La siglaison est un procédé de formation extrêmement fréquent en français moderne. Et le français étant une langue bien vivante, certains sigles et acronymes donnent naissance à d’autres mots, par dérivation : CEGEP > cégep > cégépien ; BD > bédé > bédéiste. Un sigle devenu nom commun adoptera les règles d’écriture habituelles quant à l’accentuation, au genre et au nombre, et à l’emploi des minuscules. Rappelons enfin que l’emploi d’un sigle demande que l’on en donne la signification à sa première occurrence dans le texte.

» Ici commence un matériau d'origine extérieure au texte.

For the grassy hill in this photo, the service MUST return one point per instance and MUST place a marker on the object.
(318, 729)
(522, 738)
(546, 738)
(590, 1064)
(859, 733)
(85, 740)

Finalement, la troncation consiste à retrancher les syllabes finales d’un mot – on parle alors d’apocope ; par exemple : maths (mathématiques), déco (décoration), ciné (cinéma), labo (laboratoire) ; ou plus rarement en retranchant les syllabes initiales du mot, par aphérèse, comme dans bus (autobus). Aux mots tronqués par apocope s’ajoute parfois un –o final, absent du mot d’origine, auquel on associe ou non une nuance péjorative ; par exemple : intello (intellectuel), proprio (propriétaire), sado (sadique). Ces mots, qui relèvent pour la plupart d’un registre plus familier, prendront la marque du pluriel au besoin : les intellos, des proprios, etc.
Dans un monde où tout va si vite, le recours à des formes abrégées est dans l’ordre des choses. Il suffit de s’en servir à bon escient. Car on peut faire court et bien faire.